Corporate misconduct can cost outside directors seats on other boards

Wednesday, 17 November 2010 23:34 -     - {{hitsCtrl.values.hits}}

In addition to potential legal and reputational liability, the outside directors of companies that become involved in corporate misconduct lawsuits risk losing opportunities to serve on other boards, according to a report released recently by The Conference Board (http://www.conference-board.org).

The report, Corporate Misconduct and the Market for Directorships, is the most recent installment of The Conference Board Director Notes series. It analyses the changes in directorships held by outside board members of 113 public companies involved in a shareholder class-action lawsuit alleging the misrepresentation of information to investors.  



The study, analysing the period 1996-2005, tracks directorship changes for three years after the initiation of litigation to account for staggered director elections, and uses information from proxy statements to identify director turnover.

“With corporate board responsibilities increasing, most directors are preoccupied with the potential legal liability arising from performance of their duties,” said Matteo Tonello, Director of Corporate Governance Research at The Conference Board.

“This study sheds new light on the equally important reputational risks of having your name associated with a company investigated or sued for fraud or financial misrepresentation, and reinforces the need for sound risk management.” Within three years of litigation, 83.2 percent of outside directors remain on the board of the public company involved in the lawsuit, the study found.

Related research shows that outside directors in firms involved in litigation do not appear to turn over any more frequently than the average among all outside directors.

However, outside directors whose companies are involved in litigation appear to experience reduced opportunities to serve on other companies’ boards.

 The average number of board seats held by these individuals at other companies drops from 0.95 in the year prior to the litigation to 0.47 three years after the suit is filed.
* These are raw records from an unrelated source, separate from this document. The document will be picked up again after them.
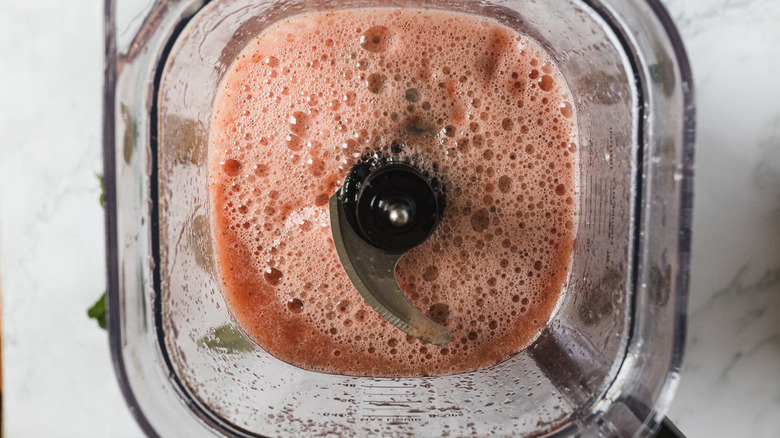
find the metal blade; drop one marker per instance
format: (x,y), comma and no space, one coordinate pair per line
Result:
(372,272)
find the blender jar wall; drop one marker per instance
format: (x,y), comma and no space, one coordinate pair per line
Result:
(177,352)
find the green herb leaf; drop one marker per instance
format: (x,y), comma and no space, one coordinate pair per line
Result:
(226,338)
(98,311)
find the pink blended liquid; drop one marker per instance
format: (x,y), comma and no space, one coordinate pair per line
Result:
(473,100)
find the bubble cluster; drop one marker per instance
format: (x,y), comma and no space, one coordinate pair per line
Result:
(480,105)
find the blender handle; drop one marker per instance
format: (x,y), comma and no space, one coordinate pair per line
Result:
(668,430)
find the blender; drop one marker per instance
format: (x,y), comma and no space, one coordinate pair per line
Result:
(605,365)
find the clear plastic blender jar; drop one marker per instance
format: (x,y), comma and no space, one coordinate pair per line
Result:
(606,364)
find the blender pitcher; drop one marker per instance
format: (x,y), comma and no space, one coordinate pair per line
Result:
(607,362)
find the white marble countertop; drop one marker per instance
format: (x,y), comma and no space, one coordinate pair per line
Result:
(58,378)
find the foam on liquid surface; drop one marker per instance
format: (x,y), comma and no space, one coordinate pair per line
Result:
(465,97)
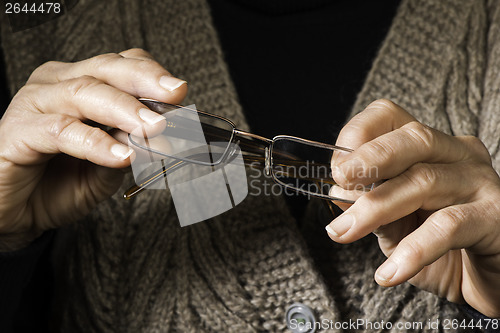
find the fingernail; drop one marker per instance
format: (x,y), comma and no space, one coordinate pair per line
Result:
(121,152)
(387,271)
(150,117)
(340,225)
(338,175)
(171,83)
(354,168)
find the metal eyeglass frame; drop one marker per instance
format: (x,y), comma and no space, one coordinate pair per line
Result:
(256,148)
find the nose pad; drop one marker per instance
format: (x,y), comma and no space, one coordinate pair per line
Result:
(267,167)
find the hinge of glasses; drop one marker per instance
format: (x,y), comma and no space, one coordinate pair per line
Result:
(267,167)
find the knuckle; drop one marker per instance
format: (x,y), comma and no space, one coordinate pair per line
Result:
(383,103)
(103,59)
(94,137)
(422,134)
(377,150)
(422,175)
(412,249)
(76,88)
(43,70)
(477,148)
(58,125)
(445,223)
(136,51)
(148,65)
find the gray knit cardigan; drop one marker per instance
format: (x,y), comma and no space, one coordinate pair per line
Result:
(129,267)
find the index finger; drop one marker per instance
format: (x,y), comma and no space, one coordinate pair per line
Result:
(380,117)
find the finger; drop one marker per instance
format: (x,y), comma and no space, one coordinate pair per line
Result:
(392,153)
(87,98)
(139,77)
(45,135)
(427,187)
(380,117)
(451,228)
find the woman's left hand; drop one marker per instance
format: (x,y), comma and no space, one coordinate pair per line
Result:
(437,216)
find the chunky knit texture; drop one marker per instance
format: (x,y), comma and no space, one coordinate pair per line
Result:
(129,267)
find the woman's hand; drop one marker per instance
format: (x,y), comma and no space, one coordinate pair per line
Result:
(437,216)
(56,163)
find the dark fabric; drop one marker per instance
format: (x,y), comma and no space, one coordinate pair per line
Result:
(26,287)
(297,67)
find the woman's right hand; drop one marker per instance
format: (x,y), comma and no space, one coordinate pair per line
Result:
(55,163)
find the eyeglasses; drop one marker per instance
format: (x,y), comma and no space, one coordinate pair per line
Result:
(194,137)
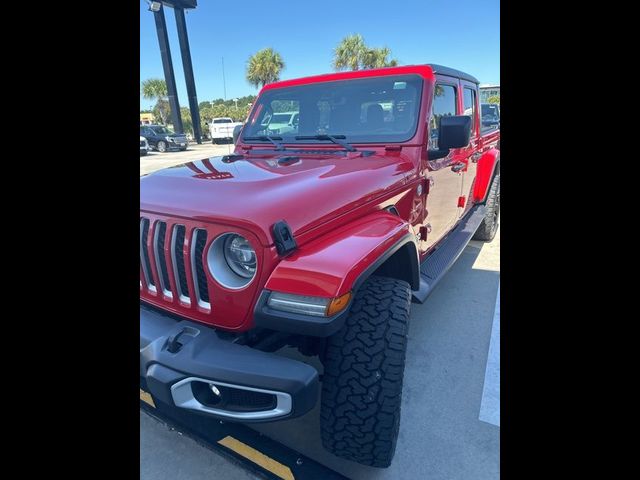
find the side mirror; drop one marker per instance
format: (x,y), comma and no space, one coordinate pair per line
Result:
(236,133)
(454,132)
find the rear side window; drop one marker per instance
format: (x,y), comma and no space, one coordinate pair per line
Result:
(444,104)
(470,107)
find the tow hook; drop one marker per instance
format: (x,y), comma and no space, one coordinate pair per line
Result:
(174,346)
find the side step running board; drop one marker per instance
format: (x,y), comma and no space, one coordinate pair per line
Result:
(440,261)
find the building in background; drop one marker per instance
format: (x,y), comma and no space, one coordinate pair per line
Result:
(147,119)
(488,90)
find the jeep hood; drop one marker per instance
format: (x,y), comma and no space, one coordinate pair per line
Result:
(255,192)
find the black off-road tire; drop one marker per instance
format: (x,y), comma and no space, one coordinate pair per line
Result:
(489,226)
(363,371)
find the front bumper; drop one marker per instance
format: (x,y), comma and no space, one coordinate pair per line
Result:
(173,373)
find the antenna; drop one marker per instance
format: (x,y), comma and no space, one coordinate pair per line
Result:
(224,83)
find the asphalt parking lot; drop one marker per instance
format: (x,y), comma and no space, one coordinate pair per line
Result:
(155,160)
(450,427)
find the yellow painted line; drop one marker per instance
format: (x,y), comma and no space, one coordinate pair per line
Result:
(145,397)
(257,457)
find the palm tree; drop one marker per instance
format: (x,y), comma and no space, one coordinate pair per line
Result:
(378,58)
(349,53)
(156,89)
(353,54)
(264,67)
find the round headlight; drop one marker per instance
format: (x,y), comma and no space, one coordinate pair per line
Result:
(240,256)
(232,261)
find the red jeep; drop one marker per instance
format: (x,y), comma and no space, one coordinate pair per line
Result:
(318,236)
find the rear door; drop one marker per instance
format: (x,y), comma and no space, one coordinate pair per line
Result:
(469,156)
(444,181)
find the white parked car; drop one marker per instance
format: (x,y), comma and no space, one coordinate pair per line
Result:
(144,146)
(222,128)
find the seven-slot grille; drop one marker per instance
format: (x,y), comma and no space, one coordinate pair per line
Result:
(162,262)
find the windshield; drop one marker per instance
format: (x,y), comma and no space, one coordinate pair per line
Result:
(161,131)
(280,118)
(369,110)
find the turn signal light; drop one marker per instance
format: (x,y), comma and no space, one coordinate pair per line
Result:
(338,304)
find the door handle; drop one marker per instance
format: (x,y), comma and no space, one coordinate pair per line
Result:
(458,166)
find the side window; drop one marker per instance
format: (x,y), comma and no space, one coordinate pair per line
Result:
(470,107)
(444,104)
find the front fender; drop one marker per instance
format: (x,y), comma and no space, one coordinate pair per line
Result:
(486,168)
(338,262)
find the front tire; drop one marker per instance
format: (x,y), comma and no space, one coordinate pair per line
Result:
(489,226)
(363,371)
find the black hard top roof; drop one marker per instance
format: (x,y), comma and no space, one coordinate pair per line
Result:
(452,72)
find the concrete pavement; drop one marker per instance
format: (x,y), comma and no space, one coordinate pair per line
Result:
(441,434)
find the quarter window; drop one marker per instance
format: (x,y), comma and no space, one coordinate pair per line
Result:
(444,104)
(470,107)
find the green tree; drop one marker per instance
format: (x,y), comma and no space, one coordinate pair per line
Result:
(264,67)
(353,54)
(156,89)
(162,110)
(349,53)
(378,58)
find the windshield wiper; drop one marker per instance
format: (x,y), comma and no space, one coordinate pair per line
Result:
(267,138)
(332,138)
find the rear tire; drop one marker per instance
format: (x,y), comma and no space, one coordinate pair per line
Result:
(363,371)
(489,226)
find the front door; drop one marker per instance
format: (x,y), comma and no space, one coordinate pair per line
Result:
(443,178)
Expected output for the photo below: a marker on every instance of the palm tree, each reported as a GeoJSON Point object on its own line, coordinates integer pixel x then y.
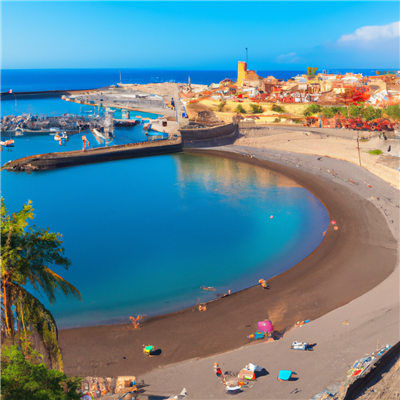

More specifically, within three years:

96.3 percent of directors who hold one board position in addition to the seat on the sued firm’s board lose the additional directorship.  

79.2 percent of directors who hold two other board positions lose both other directorships.

48.6 percent of directors who hold three or more other board positions lose all directorships.

 “For these reasons, the due diligence performed by directors on current and prospective board positions should extend not only to legal liability exposure but also to the possibility of losing valuable opportunities for board membership at other firms,” says Jason Schloetzer, Assistant Professor of Accounting at Georgetown University’s McDonough School of Business and author of The Conference Board report.

“In the current litigation environment, it is particularly important for the board to demonstrate to shareholders (and the judicial system) that any failure to prevent or discover corporate misconduct took place in spite of the rigorous performance by the board of its oversight duties, including the establishment of a state-of-the-art compliance program.”